While a modelling device should provide real-time guarantees without the need for the user to consider it (in an ideal world of course )
I get what you just said but that ideal world sadly doesn’t exist (on no modeler whatever the brand)
Plus, as of now, latency is variable on the QC and other modelers (so that a 1 block preset runs quicker than 10 blocks)
So why not be the first with the QC to bridge that gap between the Audio Recording World (where usually you want to know exactly what the latency is) and the Instrument World (where ideally you prioritise latency and efficiency vs looks, pedalboard or led colour)
Oh yeah, I’m not saying it’s a good reason for not having a latency a monitor in a platform as complex as the QC, just commenting on potential reasons for the apparent gap you pointed out.
I’d like to see this feature too (hence the vote )
edit and the numbers you are reporting are absolute gold by they way. Your effort is much appreciated!
Just to make sure : I wasn’t harsh at all (or trying to be)…
While a modelling device should provide real-time guarantees without the need for the user to consider it (in an ideal world of course )
I guess the tech isn’t there yet for a modeler that would eat up 4 rows of Blocks and FXLoops in under 6ms.
We’re (us humans) still running after Moore’s law with greater and greater difficulty.
Maybe one of these days we’ll witness a breakthrough.
But wait… What am I going to moan about ? And what am I going to geek out on ?
Please don’t get too hung up on measuring latencies!
I know many professional guitar players who use a digital wireless system, a digital effects and/or amp modeller, goes into a digital mixing desk, and uses digital IEM.

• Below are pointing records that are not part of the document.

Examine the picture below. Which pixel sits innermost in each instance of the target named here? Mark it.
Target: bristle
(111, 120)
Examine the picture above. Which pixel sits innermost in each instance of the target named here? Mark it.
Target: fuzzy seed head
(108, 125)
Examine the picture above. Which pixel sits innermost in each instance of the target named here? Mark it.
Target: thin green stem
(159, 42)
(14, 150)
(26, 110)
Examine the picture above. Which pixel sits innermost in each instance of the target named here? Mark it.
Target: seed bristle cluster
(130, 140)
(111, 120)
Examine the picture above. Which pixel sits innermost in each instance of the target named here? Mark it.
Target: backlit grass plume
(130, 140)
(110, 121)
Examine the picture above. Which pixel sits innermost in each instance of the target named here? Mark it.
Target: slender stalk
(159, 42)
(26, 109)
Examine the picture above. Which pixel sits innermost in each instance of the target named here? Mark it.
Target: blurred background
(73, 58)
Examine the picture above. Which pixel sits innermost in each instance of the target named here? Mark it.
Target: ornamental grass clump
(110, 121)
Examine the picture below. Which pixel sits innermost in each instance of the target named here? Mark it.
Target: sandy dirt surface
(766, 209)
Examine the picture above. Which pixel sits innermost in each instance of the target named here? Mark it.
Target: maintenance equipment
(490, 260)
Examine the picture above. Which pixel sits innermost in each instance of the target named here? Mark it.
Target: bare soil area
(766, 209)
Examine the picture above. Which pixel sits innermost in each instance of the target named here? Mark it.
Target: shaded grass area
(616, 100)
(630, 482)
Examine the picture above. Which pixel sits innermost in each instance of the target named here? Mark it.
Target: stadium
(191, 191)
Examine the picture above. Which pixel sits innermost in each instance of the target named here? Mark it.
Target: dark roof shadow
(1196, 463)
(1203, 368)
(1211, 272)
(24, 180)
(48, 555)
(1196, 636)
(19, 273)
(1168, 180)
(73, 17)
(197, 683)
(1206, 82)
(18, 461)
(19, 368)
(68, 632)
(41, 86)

Each component in that chain is adding latency, but it’s not perceived as a problem by the guitar player.
So many of us will not have a problem with the latencies in the QC and those who are sensitive to even the lowest latencies will know if the latency is to high when they build a patch, without having to measure it.
We will. Take a look at some of the recent advances with quantum computing. Theoretically capable of operating in 11-dimensional space. “Eleven dimensions” hah! I would have laughed at this in the past as being strictly the province of comic books and straight-to-video sci-fi ‘B’ movies. Nope, it is actually a thing.
Who knows how long, if ever, before we start seeing quantum computing in modelers though? Tricky I would imagine getting this tech down to a consumer price point and moving from theoretical to technical know-how so developers can take advantage of it.
Quantum computing could represent a paradigm shift though shattering Moore’s incremental gains into at least eleven pieces.
I find the CPU Monitor to be pretty useless since a single number doesn’t capture many important important details (how busy each individual core is, memory usage, etc.), so it’s a rather poor predictor of where you might run into limitations.
I would find it very helpful to be able to monitor and optimize latency of my presets without employing a complicated external measurement setup.